If you experienced this exercise, do you recall how you giggled while you sat there after writing your name and putting your pencil down, smugly watching your classmates pat their heads while rubbing their stomachs, then hoot like an owl three times, and follow whatever other goofy instructions preceded the injunction to ignore all preceding items?

Or perhaps, like me, you didn’t read the last item very carefully.

But then, when I reread the scolding responses to “50 Tips on How to Write Good” (which, in case you didn’t notice, has 52 items, plus a postscript that counts as number 53), I was reminded that many people don’t read very carefully.

And there’s more to the list than meets the eye. Some items simply illustrate, through deliberate error, the peril of ignoring the admonition within. Others, like “Avoid alliteration. Always.” and “Employ the vernacular,” point out the fallacies within: Alliteration is a valid stylistic device (and one you may notice I enthusiastically embrace), and sesquipedalian sentences arrest one’s ocular organs — just use these strategies sparingly.
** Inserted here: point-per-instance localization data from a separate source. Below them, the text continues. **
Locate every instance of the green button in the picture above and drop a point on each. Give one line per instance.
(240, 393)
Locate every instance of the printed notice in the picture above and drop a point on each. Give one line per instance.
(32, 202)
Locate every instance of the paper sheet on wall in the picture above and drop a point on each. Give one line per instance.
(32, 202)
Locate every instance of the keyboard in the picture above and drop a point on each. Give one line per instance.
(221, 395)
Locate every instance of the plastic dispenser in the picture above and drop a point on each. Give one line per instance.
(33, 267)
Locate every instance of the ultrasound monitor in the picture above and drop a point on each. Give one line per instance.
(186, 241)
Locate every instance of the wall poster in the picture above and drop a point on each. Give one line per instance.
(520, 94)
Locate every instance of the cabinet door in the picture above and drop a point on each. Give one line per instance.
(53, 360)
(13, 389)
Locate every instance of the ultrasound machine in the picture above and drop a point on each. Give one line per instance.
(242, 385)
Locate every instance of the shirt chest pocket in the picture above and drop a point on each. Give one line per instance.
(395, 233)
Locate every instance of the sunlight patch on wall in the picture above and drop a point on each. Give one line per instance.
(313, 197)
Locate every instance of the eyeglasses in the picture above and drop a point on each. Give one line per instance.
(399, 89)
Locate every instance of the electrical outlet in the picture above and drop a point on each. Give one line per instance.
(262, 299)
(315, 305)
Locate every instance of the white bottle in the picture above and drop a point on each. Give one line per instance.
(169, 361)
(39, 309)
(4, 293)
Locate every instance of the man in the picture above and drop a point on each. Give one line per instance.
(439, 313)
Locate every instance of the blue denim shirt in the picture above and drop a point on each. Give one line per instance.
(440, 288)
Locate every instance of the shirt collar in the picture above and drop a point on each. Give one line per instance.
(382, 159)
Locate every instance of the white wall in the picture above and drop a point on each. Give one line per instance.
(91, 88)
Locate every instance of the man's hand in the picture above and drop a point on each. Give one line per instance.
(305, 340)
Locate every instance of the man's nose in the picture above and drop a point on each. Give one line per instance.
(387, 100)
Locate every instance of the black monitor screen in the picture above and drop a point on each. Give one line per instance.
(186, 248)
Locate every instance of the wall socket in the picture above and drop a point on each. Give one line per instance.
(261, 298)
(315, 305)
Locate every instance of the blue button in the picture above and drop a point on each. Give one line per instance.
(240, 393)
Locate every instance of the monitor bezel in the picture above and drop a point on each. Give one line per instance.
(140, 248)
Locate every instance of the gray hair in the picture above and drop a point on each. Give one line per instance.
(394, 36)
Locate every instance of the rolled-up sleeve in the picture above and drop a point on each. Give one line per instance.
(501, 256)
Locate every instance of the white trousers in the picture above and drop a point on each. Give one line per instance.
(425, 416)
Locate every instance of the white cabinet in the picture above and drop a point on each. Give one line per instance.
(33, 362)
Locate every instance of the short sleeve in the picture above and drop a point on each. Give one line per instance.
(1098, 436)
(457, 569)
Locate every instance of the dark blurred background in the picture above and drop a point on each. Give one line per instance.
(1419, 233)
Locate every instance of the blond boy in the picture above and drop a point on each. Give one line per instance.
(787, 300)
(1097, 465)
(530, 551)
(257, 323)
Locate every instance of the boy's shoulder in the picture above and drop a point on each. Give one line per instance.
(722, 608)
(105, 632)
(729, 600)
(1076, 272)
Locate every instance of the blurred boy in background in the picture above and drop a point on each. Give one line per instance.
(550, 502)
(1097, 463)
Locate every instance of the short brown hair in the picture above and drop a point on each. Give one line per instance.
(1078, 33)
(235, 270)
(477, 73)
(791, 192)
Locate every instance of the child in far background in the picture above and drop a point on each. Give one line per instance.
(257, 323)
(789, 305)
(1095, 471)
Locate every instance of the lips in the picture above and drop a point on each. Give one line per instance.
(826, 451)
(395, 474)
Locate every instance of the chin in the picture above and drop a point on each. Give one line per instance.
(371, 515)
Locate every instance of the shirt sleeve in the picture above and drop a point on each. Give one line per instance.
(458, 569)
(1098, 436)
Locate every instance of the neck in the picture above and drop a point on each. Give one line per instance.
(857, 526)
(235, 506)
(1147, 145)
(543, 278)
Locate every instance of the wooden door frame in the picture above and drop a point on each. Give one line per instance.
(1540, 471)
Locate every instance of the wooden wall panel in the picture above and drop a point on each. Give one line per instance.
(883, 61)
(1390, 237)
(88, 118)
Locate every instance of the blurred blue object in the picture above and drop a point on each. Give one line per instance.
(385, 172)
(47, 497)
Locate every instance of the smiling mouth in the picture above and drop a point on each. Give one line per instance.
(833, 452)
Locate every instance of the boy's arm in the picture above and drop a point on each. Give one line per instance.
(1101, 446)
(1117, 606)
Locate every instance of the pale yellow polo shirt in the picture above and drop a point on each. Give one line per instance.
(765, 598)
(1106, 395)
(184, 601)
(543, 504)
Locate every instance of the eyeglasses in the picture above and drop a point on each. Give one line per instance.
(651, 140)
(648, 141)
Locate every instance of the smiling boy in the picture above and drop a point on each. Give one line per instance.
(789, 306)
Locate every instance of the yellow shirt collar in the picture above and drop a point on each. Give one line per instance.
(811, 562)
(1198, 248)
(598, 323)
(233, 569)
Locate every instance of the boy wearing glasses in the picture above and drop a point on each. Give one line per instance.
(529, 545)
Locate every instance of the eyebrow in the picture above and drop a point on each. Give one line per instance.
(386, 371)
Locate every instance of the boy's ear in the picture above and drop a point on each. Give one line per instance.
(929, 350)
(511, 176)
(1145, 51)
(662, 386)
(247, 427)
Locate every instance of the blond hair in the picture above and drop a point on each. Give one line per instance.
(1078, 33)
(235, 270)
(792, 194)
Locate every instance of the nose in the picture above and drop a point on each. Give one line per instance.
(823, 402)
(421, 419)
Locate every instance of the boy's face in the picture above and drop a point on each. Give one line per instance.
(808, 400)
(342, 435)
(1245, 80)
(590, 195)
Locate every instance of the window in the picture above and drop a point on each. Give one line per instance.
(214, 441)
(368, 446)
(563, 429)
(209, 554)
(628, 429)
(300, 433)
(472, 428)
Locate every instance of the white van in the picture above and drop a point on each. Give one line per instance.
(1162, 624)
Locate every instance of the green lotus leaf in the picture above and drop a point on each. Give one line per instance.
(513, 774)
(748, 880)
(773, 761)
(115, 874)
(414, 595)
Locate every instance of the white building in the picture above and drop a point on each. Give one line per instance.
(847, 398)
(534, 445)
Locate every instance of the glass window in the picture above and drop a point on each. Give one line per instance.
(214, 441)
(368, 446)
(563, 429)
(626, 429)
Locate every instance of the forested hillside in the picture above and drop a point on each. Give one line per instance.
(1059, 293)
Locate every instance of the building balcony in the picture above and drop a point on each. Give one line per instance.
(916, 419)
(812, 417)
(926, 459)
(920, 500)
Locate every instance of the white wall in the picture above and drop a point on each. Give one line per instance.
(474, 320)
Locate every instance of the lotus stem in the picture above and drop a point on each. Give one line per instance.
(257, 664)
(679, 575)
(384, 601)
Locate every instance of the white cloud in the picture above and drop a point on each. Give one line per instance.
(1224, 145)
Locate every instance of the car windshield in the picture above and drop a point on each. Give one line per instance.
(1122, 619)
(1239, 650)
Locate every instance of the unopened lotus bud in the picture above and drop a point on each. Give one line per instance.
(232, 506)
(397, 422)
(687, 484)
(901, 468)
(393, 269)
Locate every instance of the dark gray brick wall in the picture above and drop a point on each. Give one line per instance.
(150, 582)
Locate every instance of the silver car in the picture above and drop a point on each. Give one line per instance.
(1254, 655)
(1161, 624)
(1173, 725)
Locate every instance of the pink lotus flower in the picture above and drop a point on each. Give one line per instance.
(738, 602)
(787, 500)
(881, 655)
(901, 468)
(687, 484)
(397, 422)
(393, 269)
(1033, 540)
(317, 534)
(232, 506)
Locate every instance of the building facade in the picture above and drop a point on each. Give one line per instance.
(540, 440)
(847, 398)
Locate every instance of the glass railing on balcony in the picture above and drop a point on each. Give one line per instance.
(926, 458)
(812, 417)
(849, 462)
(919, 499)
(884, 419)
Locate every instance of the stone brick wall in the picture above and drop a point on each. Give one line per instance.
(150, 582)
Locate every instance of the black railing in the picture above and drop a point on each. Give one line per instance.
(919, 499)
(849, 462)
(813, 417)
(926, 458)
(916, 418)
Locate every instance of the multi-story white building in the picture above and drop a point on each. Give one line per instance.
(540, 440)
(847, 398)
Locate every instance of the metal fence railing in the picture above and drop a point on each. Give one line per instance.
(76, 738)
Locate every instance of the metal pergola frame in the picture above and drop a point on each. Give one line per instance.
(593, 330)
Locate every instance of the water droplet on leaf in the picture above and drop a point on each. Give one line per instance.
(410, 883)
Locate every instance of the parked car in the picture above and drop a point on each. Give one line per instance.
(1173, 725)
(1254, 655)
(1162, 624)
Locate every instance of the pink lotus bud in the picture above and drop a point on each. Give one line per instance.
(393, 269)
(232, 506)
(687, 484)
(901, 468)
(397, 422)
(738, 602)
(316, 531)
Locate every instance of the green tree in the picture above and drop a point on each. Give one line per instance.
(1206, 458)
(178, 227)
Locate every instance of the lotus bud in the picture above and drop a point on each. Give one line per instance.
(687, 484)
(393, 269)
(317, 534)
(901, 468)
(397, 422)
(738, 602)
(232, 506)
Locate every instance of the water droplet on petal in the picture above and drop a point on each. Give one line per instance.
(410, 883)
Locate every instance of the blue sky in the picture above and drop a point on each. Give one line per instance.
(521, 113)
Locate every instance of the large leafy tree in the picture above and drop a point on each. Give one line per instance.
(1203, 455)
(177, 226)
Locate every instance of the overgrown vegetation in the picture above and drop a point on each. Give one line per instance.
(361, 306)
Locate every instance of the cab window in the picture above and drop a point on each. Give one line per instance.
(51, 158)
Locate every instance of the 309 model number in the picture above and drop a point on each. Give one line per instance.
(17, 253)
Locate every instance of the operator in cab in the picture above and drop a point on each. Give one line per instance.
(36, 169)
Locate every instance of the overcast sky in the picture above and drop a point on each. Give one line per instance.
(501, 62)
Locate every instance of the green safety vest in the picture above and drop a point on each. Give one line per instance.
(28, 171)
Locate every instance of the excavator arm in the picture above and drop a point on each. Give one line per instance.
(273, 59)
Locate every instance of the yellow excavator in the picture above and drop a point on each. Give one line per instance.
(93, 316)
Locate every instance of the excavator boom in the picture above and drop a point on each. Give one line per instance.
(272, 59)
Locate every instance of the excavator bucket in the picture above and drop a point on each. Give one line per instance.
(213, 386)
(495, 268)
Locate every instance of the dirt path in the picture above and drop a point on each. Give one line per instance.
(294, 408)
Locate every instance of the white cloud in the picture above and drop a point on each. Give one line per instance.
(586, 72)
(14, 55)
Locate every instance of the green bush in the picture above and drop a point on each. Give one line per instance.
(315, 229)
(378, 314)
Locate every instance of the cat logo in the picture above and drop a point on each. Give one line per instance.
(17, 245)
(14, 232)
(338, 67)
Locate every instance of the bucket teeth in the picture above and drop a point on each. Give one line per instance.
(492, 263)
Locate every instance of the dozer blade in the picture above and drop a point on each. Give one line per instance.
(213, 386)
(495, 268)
Months ago, I wrote a post in which I jokingly titled a section “Write Good.” When several readers commented on the poor grammar, Daniel, the site’s webmaster, and I agreed that the deliberate error was distracting, and he changed it to “Write Well.” But when I decided to disseminate last week’s humorous lesson on writing, I assumed that even if site visitors were initially taken aback by the sight of “Write Good” in the headline, they would, after reading the list, understand why I had erred in my word choice.

For many readers, obviously, that didn’t happen, and for them, “50 Tips on How to Write Good” was a washout. But what was the alternative? “50 Funny, Fallacious Tips on How to Write Good (You Know I Meant ‘Well’)” is a thudding spoiler.

The lesson for me is to write what comes naturally — but to realize that, although I have a role in, and some responsibility for, how my writing is received, it is ultimately the individual reader who determines the success or failure of that writing.